Akan tetapi di zaman yang sudah mengglobal ini batasan antara ahlil kitab dan yang bukan ahlil perlu ditegaskan kembali. Karena kecenderungan bertasahul atau menggampangkan segala urusan di zaman globalisasi ini dianggap sebagai kewajaran. Hal ini cukup menghawatirkan apalagi jika berhubungan dengan masalah pernikahan. Karena panjangnya konsekwensi dari sebuah pernikahan mulai dari status pernikahan, status anak dan hak waris.
Dalam konteks ini maka hal yang perlu ditegaskan adalah siapakah perempuan merdeka ahlul kitab yang boleh dinikah oleh seorang muslim? tentang hal ini Imam Syafii dalam Al-Umm juz V menjelaskan:
أخبرنا عبد المجيد عن ابن جريج قال: عطاء ليس نصارى العرب بأهل كتاب انما أهل الكتاب بنوا اسرائيل والذين جأتهم التوراة والانجيل فامامن دخل فيهم من الناس فليسوا منهم
"Abdul Majid dari Juraid menerangkan kepada kami bahwa Atha’ pernah berkata bahwa orang-orang Nasrani dari orang Arab bukanlah tergolong ahlil kitab. Karena yang termasuk ahlil kitab adalah Bani Israi dan mereka yang kedatangan Taurat dan Injil, adapun mereka yang baru masuk ke agama tersebut, tidak dapat digolongkan sebagai Ahlil kitab."
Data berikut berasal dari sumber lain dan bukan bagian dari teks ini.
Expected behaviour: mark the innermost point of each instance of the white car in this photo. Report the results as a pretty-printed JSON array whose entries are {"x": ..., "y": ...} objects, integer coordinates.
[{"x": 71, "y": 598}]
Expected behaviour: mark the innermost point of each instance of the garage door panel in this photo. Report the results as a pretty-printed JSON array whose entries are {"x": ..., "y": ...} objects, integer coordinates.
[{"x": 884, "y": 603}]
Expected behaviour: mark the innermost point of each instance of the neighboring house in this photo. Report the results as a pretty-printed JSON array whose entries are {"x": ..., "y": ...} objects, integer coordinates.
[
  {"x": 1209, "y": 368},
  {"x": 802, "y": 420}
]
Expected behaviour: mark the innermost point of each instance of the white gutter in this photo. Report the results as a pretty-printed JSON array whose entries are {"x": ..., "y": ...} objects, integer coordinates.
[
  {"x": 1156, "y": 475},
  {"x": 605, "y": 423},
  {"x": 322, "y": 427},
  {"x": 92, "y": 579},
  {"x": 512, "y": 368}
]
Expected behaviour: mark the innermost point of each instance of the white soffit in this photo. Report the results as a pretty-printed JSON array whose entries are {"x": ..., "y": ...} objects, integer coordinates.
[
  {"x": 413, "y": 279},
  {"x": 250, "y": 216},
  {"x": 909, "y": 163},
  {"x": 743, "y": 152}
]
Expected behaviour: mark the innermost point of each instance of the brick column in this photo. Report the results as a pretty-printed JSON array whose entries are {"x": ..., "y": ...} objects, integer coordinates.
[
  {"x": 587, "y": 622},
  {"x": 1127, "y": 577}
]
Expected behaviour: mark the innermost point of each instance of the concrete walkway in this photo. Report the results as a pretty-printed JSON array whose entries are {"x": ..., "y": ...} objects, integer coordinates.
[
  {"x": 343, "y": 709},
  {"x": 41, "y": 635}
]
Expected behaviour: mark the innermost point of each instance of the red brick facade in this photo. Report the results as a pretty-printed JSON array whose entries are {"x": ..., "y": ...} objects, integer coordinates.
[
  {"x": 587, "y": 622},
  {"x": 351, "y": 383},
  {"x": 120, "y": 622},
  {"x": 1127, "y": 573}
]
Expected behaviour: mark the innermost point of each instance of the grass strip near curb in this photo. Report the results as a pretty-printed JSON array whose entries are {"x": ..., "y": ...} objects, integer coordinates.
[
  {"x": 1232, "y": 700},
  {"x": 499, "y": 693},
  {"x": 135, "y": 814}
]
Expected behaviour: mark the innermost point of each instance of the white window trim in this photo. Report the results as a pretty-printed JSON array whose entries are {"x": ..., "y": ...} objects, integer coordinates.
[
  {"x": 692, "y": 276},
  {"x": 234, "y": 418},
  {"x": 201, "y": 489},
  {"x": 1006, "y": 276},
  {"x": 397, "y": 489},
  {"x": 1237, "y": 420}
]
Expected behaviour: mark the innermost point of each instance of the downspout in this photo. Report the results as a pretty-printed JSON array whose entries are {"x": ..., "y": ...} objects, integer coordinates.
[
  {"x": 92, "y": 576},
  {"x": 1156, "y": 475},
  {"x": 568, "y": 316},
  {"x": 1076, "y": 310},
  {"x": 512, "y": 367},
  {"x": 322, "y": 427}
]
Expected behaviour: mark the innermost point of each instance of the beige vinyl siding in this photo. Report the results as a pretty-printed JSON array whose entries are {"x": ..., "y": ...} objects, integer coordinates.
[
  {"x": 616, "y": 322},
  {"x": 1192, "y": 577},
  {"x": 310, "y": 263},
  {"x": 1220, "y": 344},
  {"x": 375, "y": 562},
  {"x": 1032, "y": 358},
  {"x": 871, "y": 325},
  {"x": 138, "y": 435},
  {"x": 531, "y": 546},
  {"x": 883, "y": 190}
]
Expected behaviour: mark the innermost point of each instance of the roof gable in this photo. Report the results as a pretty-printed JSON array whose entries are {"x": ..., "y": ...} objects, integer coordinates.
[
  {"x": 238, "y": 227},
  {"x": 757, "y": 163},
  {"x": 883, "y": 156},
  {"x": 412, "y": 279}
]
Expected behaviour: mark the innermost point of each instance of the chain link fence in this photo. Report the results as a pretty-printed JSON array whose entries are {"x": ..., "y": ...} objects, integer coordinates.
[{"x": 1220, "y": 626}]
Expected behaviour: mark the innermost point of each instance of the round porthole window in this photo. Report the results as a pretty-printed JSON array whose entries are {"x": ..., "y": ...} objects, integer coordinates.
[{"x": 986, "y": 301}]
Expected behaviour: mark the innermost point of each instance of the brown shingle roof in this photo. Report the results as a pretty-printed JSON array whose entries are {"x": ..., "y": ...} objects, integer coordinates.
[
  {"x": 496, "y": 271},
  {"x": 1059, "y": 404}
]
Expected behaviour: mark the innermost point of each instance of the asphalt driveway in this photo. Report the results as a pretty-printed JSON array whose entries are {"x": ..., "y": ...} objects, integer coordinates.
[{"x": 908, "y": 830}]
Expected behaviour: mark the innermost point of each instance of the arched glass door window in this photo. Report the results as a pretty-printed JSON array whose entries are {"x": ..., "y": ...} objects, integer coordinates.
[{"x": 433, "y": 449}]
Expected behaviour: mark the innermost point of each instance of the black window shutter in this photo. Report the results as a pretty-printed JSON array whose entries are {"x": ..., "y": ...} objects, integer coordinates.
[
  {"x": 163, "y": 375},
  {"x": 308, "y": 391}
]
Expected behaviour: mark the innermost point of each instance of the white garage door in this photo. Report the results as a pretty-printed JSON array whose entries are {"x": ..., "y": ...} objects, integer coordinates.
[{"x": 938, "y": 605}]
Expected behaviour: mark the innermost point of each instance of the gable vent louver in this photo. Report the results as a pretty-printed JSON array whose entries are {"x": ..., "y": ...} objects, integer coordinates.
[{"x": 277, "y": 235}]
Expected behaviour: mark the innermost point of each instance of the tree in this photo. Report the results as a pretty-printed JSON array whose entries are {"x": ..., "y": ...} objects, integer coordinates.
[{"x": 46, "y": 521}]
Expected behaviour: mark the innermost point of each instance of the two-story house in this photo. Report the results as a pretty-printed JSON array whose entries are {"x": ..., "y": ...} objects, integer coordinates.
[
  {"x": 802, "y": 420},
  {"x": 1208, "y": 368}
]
Dengan demikian, orang-orang Indonesia yang beragama lain sepert Kristen, Hindu, Budha, Kepercayaan, dan lain sebagainya tidak bisa digolongkan ke dalam ahlul kitab sebagaimana dimaksudkan dengan al-Qur’an. Apalagi jika ada perubahan dalam kitab-kitab mereka seperti yang diturunkan kepada Musa as dan Isa as.